Bernabò Bocca, Presidente Federalberghi

Ponte del 1 novembre:  7 milioni di italiani in viaggio (+1,7%), 1,74 mld di euro il giro d’affari (+1,4%). È quanto emerge da un’indagine* svolta dal Centro Studi della Federazione con il supporto tecnico dell’Istituto ACS Marketing Solutions.
“Anche se il numero degli italiani e degli stranieri che andranno in vacanza per questo ponte potrebbe far segnare un’impercettibile risalita, prevediamo un calo della quota di coloro che soggiorneranno in albergo, agriturismo e bed and breakfast, contribuendo ad accrescere lo stato di difficoltà nel quale si dibattono centinaia di aziendecommenta il Presidente di Federalberghi, Bernabò Bocca.
“Abbiamo apprezzato il primo, sia pur timido segnale, che la legge di stabilità ha dato, intervenendo sulla deducibilità dell’Imu per gli immobili strumentali” prosegue Bocca. “Confidiamo che analoghi segnali positivi possano pervenire in merito alla nuova tassa sui rifiuti e sui servizi, tenendo conto del fatto che gli alberghi hanno una bassa produzione di rifiuti, ed in merito alle deduzioni Irap, che chiediamo vengano estese anche ai lavoratori stagionali del settore turismo.
“Al contempo le parole pronunciate due giorni or sono dal Ministro dell’Economia, Fabrizio Saccomanni, sulla riduzione del limite per le spese in contanti, ci preoccupano in quanto una simile misura rischierebbe di danneggiare sia la clientela italiana sia soprattutto quella estera abituata a pagare cash qualsiasi acquisto di beni e servizi con  limiti ben più ampi nel resto dei Paesi del Vecchio Continente.
“Per dare valore al turismo, occorre intervenire sulla qualità dell’offerta, sostenendo con il credito d’imposta gli investimenti diretti alla riqualificazione delle strutture ricettive ed assegnare all’Enit risorse adeguate per promuovere l’offerta turistica italiana.

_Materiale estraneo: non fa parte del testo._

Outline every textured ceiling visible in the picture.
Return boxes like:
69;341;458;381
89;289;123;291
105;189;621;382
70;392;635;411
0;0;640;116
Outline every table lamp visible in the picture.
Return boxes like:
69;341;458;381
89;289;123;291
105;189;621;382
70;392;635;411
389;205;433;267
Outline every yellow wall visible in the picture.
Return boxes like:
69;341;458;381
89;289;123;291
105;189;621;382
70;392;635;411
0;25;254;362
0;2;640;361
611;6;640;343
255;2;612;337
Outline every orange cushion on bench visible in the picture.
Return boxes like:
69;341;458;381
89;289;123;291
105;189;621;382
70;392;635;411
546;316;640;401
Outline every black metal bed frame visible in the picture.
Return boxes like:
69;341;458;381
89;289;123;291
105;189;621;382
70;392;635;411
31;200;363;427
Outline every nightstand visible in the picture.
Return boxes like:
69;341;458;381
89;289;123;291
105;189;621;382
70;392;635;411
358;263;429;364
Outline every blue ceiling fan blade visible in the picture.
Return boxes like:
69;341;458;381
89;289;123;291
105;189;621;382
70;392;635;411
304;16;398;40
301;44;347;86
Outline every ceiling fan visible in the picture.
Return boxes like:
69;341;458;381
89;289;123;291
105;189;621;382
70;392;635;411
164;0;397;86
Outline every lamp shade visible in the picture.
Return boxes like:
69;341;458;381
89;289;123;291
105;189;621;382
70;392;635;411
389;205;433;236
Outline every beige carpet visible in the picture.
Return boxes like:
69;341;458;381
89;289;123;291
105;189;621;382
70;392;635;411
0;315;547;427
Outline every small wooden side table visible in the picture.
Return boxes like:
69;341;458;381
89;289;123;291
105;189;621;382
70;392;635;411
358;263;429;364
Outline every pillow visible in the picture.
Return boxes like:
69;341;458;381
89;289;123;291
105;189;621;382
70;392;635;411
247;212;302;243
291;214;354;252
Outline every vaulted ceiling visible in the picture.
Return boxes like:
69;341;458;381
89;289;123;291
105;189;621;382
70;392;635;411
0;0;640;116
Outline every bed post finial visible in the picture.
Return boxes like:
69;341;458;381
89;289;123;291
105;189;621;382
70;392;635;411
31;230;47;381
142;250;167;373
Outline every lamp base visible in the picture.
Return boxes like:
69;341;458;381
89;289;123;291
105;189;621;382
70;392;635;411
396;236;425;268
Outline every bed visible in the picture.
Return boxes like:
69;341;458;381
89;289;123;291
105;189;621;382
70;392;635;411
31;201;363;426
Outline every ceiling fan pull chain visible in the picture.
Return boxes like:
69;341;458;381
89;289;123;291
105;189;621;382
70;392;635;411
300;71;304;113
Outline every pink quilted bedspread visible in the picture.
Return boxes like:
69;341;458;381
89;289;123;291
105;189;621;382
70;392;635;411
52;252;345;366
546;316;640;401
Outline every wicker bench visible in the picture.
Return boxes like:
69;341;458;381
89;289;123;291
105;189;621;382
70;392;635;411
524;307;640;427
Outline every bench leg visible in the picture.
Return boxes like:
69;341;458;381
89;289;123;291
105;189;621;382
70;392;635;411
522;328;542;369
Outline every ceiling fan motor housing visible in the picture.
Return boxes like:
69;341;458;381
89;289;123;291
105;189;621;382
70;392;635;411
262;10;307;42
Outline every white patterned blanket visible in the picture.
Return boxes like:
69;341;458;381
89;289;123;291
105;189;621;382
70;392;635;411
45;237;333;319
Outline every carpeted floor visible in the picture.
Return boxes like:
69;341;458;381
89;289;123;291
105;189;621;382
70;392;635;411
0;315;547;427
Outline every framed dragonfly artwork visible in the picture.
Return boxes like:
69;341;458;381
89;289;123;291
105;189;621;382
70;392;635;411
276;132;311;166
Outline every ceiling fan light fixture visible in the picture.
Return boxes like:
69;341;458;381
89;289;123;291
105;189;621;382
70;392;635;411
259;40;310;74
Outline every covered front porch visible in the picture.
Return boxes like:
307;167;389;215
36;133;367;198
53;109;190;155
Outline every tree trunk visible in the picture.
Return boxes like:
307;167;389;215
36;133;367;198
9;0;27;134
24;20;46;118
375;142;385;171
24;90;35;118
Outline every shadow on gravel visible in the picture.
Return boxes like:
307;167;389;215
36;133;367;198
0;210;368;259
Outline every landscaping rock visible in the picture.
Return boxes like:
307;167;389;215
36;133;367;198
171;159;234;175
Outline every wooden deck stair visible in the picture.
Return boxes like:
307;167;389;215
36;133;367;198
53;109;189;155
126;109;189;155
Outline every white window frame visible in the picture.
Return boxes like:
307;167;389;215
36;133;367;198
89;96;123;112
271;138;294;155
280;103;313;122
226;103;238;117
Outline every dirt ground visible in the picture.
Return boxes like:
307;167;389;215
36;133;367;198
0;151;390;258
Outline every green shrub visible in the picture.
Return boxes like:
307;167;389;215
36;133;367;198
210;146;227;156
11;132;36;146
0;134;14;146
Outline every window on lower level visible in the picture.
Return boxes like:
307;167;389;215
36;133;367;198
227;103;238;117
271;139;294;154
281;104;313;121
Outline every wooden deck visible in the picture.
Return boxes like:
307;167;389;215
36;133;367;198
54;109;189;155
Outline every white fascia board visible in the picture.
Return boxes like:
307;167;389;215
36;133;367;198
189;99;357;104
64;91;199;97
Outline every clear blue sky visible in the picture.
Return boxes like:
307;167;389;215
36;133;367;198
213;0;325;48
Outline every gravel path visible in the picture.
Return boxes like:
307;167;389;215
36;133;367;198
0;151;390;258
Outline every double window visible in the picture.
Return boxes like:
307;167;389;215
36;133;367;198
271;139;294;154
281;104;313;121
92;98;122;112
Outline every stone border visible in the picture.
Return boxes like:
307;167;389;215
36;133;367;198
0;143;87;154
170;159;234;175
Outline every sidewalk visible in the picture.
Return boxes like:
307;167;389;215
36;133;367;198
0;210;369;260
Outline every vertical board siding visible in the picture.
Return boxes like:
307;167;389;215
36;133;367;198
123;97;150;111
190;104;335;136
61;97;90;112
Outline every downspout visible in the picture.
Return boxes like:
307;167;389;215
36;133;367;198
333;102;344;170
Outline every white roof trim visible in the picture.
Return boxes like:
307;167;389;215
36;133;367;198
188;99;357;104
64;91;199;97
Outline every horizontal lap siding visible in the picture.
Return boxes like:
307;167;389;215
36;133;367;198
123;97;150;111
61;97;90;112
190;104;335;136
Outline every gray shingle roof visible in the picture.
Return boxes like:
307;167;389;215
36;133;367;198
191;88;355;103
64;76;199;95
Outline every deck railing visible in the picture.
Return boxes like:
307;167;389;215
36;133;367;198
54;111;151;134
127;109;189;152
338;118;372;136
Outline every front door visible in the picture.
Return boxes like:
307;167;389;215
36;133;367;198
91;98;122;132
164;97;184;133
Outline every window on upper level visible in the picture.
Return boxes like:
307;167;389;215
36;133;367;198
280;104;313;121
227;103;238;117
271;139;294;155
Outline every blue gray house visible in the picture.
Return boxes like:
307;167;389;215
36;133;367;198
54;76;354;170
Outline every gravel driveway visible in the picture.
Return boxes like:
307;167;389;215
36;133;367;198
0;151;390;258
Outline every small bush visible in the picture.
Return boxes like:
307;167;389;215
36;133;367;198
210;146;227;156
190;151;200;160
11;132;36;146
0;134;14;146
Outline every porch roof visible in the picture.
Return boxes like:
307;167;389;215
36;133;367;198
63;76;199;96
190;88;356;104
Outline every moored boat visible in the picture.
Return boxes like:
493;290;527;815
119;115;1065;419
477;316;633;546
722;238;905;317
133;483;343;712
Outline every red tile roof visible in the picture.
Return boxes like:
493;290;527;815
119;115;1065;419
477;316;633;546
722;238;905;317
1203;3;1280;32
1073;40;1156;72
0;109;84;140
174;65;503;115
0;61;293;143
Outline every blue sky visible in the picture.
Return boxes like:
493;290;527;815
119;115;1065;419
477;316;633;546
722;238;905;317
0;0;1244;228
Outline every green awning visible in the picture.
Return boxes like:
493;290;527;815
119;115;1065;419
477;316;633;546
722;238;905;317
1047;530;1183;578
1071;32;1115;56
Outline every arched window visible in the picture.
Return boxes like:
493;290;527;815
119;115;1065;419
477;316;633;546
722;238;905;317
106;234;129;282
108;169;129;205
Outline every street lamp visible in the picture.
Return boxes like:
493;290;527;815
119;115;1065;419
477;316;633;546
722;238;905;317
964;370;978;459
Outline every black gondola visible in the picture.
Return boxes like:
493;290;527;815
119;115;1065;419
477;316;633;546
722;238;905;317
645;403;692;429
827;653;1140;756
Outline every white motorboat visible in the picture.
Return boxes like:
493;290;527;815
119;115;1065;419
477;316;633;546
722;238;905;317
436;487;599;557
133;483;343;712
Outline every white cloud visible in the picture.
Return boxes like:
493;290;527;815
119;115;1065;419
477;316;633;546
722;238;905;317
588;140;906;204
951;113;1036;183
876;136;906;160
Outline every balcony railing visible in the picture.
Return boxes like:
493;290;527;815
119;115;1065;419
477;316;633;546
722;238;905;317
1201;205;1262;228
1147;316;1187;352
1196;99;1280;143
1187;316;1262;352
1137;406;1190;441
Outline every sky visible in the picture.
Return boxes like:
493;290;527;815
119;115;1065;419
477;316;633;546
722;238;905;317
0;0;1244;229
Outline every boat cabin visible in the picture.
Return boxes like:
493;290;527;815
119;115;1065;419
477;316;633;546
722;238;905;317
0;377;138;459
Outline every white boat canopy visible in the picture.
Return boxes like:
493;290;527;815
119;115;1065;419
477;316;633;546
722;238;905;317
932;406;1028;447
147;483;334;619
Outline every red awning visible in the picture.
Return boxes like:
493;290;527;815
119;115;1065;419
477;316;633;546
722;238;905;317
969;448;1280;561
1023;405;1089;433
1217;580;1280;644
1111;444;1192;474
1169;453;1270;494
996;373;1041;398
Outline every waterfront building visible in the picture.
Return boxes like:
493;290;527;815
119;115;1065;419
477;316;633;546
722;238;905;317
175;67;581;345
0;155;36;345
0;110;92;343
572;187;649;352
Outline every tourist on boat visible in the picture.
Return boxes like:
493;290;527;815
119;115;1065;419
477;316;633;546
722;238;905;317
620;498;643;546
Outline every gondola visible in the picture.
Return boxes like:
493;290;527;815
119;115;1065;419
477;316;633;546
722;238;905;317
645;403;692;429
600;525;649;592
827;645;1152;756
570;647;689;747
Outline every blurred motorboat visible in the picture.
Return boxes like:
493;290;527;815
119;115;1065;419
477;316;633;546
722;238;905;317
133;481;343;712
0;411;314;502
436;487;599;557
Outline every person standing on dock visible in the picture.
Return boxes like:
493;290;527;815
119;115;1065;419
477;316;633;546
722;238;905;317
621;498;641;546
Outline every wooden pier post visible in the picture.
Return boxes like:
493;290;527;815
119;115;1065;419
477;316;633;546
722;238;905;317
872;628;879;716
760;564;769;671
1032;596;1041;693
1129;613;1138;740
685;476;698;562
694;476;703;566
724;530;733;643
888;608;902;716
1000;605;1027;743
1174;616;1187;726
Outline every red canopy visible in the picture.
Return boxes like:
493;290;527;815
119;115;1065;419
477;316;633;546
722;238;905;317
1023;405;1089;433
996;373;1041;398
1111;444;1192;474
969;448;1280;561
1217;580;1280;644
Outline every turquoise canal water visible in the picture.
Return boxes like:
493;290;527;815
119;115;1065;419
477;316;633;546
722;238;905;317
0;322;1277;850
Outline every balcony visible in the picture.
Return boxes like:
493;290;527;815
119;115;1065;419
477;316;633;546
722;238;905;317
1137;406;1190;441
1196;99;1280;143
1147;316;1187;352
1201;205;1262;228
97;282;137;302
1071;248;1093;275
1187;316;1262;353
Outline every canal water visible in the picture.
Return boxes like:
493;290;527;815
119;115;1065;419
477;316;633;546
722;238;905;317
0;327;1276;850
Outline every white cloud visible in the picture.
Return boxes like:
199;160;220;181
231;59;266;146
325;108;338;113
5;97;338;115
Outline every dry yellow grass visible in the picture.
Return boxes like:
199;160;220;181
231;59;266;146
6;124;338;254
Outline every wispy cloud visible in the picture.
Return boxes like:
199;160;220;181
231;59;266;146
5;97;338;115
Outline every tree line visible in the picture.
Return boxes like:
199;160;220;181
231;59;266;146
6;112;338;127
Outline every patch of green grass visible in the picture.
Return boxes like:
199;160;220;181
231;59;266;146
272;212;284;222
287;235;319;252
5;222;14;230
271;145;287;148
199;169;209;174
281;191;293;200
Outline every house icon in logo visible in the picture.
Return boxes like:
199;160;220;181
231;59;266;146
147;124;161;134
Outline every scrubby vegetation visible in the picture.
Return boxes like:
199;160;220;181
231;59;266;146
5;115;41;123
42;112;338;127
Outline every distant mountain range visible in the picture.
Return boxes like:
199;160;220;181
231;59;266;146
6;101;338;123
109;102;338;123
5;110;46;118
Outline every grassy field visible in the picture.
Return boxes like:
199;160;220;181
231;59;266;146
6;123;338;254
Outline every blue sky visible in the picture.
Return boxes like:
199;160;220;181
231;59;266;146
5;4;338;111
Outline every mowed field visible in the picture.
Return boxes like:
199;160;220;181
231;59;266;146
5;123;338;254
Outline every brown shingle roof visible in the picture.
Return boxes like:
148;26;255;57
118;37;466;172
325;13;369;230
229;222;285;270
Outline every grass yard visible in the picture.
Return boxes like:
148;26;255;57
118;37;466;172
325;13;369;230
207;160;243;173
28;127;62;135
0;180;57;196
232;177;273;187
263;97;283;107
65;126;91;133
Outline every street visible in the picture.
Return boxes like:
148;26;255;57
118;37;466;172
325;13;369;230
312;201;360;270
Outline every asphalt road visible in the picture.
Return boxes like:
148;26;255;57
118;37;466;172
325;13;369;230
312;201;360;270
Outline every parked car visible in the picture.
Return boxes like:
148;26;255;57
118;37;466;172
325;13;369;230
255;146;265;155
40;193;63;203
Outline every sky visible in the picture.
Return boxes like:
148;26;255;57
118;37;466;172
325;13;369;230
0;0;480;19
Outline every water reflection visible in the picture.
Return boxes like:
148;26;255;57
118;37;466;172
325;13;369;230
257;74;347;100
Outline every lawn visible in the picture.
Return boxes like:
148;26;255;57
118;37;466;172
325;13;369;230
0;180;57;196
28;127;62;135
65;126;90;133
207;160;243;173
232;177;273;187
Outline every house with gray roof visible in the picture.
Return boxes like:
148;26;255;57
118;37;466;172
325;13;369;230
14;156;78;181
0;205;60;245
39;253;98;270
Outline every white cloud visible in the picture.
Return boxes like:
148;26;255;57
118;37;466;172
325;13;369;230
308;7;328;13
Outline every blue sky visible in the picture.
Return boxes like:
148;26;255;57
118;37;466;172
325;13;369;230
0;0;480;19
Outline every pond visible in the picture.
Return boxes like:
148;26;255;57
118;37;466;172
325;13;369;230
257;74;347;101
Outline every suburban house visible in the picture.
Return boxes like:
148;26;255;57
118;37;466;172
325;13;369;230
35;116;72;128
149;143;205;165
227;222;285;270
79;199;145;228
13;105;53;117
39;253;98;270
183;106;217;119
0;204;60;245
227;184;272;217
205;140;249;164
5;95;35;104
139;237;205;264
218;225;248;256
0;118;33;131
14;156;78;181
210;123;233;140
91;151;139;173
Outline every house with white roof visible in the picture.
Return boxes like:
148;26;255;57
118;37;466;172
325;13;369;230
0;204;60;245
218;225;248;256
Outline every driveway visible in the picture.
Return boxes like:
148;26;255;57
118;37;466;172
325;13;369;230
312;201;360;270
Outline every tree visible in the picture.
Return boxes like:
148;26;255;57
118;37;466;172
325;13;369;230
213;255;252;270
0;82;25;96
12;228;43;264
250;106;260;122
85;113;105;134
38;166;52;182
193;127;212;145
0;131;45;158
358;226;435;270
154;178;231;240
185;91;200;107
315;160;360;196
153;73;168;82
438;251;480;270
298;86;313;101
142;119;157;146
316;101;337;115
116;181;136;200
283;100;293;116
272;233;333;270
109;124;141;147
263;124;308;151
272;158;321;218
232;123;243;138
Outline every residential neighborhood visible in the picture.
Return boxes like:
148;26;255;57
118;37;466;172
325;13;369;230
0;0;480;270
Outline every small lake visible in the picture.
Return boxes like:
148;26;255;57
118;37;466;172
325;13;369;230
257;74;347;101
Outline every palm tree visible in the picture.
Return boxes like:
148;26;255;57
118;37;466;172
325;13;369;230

“L’invito che pertanto rivolgiamo al Parlamento ed al Governo” conclude Bocca “è per una attenta riflessione ed un opportuno coinvolgimento delle categorie su quanto si sta progettando, affinché non si partorisca un banale topolino che affossi e porti ad un definitivo declino il settore, bensì un leone ruggente in grado di accrescere realmente l’occupazione e l’economia turistica del Bel Paese”.

*Nota:
L’indagine è stata effettuata dal 21 al 25 ottobre intervistando con il sistema C.A.T.I. (interviste telefoniche) 3.003 italiani, rappresentativi degli oltre 50 milioni tra coloro che costituiscono l’intera popolazione maggiorenne.